Die Auferstehungsfeier am Karsamstag begingen wir mit Kaplan Clement. Die Osterkerze wurde beim Osterfeuer gesegnet und in die Kirche gebracht.
Das Weihwasser wurde gesegnet und wir erneuerten unser Taufversprechen. Am Ende wurden auch die mitgebrachten Speisen gesegnet.
Der Ostersonntag begann mit der Auferstehungsprozession mit dem Allerheiligsten und dem Auferstandenen rund um den Hauptplatz bevor wir den Ostergottesdienst mit Pfarrer Michael Wagner feierten. Begleitet wurde die Prozession von der Blasmusik Göllersdorf.
DANKE an ALLE, die bei den Vorbereitungen und Feierlichkeiten mitgewirkt haben.
Der „Auferstandene“ der Pfarre Bergau wurde heuer besonders in Licht gerückt und der „Auferstandene“ der Pfarre Breitenwaida glänzt nach seiner Renovierung wieder vollständig.
278 Palmbuschen für unsere Pfarre wurden von den Frauen gebunden.
Auf Grund des Schlechtwetters wurde die heurige Palmweihe in die Kirche verlegt.
Im Anschluss an den Gottesdienst wurde zum „Naschmarkt“ eingeladen, wo es köstliche Mehlspeisen gab.
DANKE für die Spenden von € 731,60 für den Blumenschmuck der Pfarrkirche. DANKE für die Einnahmen vom Naschmarkt von € 926,50 an alle Bäckerinnen, Helferinnen und auch KäuferInnen.
Auch heuer freuten wir uns, dass die Religionslehrerinnen Michaela Blahous und Susanne Sperlich mit den SchülerInnen der Volksschule einen Gottesdienst mitgestalteten. Für die musikalische Begleitung sorgten Pastoralassistent Darko Trabauer, Katharina Gomolka-Effenberger und Nadja Kramer.
Die Kyrierufe wurden von Kindern vorgetragen.
RL Michaela Blahous baute vor dem Altar biblische Figuren auf, passend zum Evangelium.
Hier das Evangelium in kindgerechter Erzählung (nach Johannes 4,5-15), wie es gelesen wurde:
Jesus zieht durch die Städte und Dörfer. Er geht oft über staubige, trockene Wege. Eines Tages ist Jesus mit seinen Freunden wieder unterwegs. Es ist heiß. Die Mittagssonne scheint hell und blendet sie. Niemand ist um diese Zeit unterwegs. Die Menschen sind in den kühlen Häusern.
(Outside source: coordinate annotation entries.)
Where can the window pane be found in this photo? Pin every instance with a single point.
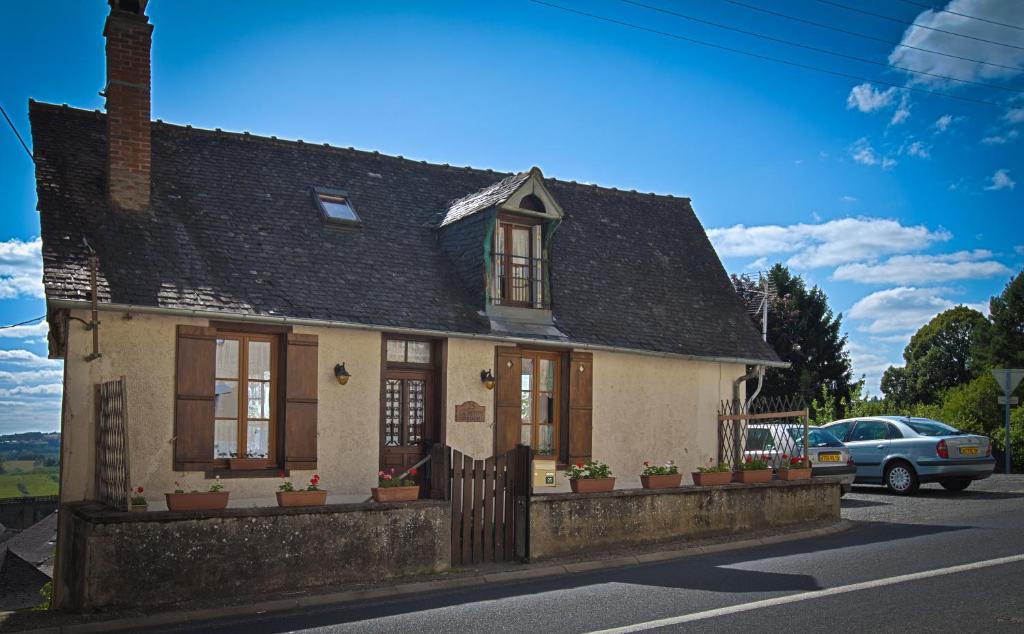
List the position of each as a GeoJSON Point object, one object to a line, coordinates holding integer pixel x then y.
{"type": "Point", "coordinates": [259, 360]}
{"type": "Point", "coordinates": [259, 399]}
{"type": "Point", "coordinates": [225, 438]}
{"type": "Point", "coordinates": [258, 439]}
{"type": "Point", "coordinates": [226, 399]}
{"type": "Point", "coordinates": [227, 357]}
{"type": "Point", "coordinates": [419, 352]}
{"type": "Point", "coordinates": [396, 351]}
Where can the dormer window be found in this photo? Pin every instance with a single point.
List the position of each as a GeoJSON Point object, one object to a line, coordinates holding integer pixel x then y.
{"type": "Point", "coordinates": [336, 206]}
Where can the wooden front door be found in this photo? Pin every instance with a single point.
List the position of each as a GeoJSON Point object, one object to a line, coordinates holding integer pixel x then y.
{"type": "Point", "coordinates": [408, 417]}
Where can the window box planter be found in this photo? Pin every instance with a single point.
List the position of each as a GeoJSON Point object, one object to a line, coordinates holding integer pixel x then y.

Und Jesus und seine Freunde sind froh, dass sie zu einem Dorf kommen, wo sie hoffentlich Herberge finden und etwas zu trinken und zu essen. Die Freunde gehen in das Dorf. Jesus aber bleibt draußen vo dem Dorf am Brunnen, der „Jakobs-Brunnen“ genannt wird.
Zum Brunnen kommt auch eine Frau aus dem Dorf. Das ist seltsam. Denn die Frauen kommen normalerweise abends zum Brunnen. Da treffen sie sich, können Neuigkeiten austauschen und miteinander rede. Die einsame Frau kommt mit einem Krug zum Brunnen und möchte Wasser schöpfen.
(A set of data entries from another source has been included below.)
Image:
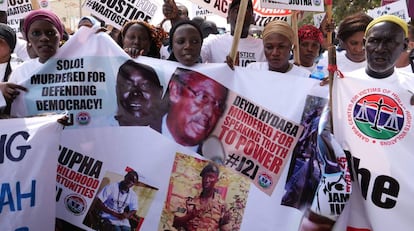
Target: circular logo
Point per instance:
(378, 116)
(264, 180)
(83, 118)
(75, 204)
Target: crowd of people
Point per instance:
(380, 49)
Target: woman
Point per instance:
(351, 38)
(278, 42)
(7, 45)
(186, 40)
(43, 31)
(140, 38)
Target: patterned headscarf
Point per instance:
(42, 14)
(8, 34)
(279, 27)
(389, 18)
(309, 32)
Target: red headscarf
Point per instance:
(309, 32)
(42, 14)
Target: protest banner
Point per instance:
(3, 5)
(373, 122)
(200, 11)
(18, 9)
(169, 180)
(75, 81)
(117, 13)
(261, 17)
(398, 8)
(258, 133)
(302, 5)
(27, 173)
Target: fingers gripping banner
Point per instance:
(221, 113)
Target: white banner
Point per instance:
(373, 122)
(303, 5)
(27, 172)
(117, 13)
(262, 15)
(258, 137)
(398, 8)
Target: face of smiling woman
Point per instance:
(44, 39)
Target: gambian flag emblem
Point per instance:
(378, 116)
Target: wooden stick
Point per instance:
(331, 60)
(238, 29)
(296, 55)
(35, 5)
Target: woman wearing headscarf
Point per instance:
(186, 40)
(351, 38)
(141, 38)
(43, 31)
(278, 43)
(310, 43)
(7, 45)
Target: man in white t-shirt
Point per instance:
(216, 48)
(373, 123)
(118, 202)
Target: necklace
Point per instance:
(119, 206)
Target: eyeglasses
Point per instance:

Da sagt Jesu zu ihr: „Gib mir zu trinken.“ Die Frau ist verwundert und sagt:“ Du bist ein Fremder, du gehörst nicht in diese Gegend. Ich kenne dich gar nicht. Wie kannst du mich bitten“ „Gib mir zu trinken?“ Jesus antwortet: „Wenn du wüsstest, wer ich bin, dann hättest du zu mir gesagt:“ Bitte gib mir zu trinken. Ich hätte dir lebendiges Wasser gegeben.“ Die Frau wunderte sich noch mehr. „Du hast doch keinen Kübel, um Wasser zu schöpfen. Und der Brunnen ist so tief. Wie willst du mir lebendiges Wasser geben?“ Jesus antwortete der Frau: „Wer von diesem Wasser trinkt, wird wieder Durst bekommen; wer aber von dem Wasser trinkt, das ich ihm geben werde, wird niemals mehr Durst haben; vielmehr wird das Wasser in ihm zur sprudelnden Quelle werden, deren Wasser ewiges Leben schenkt.“
Da spürt die Frau in ihrem Herzen einen großen Durst, eine große Sehnsucht. Sie sagt: „Herr gib mir dieses Wasser!“
Pfarrer Wagner erklärte den Kindern das Evangelium genauer, was wohl gemeint ist mit dem Wasser, das Jesus gibt. Dieses Wasser stillt den Durst des Herzens, den Durst nach Christus, nach Gott, der uns zeigt, dass es schön ist, dass uns jemand gern hat und dass wir Freunde haben.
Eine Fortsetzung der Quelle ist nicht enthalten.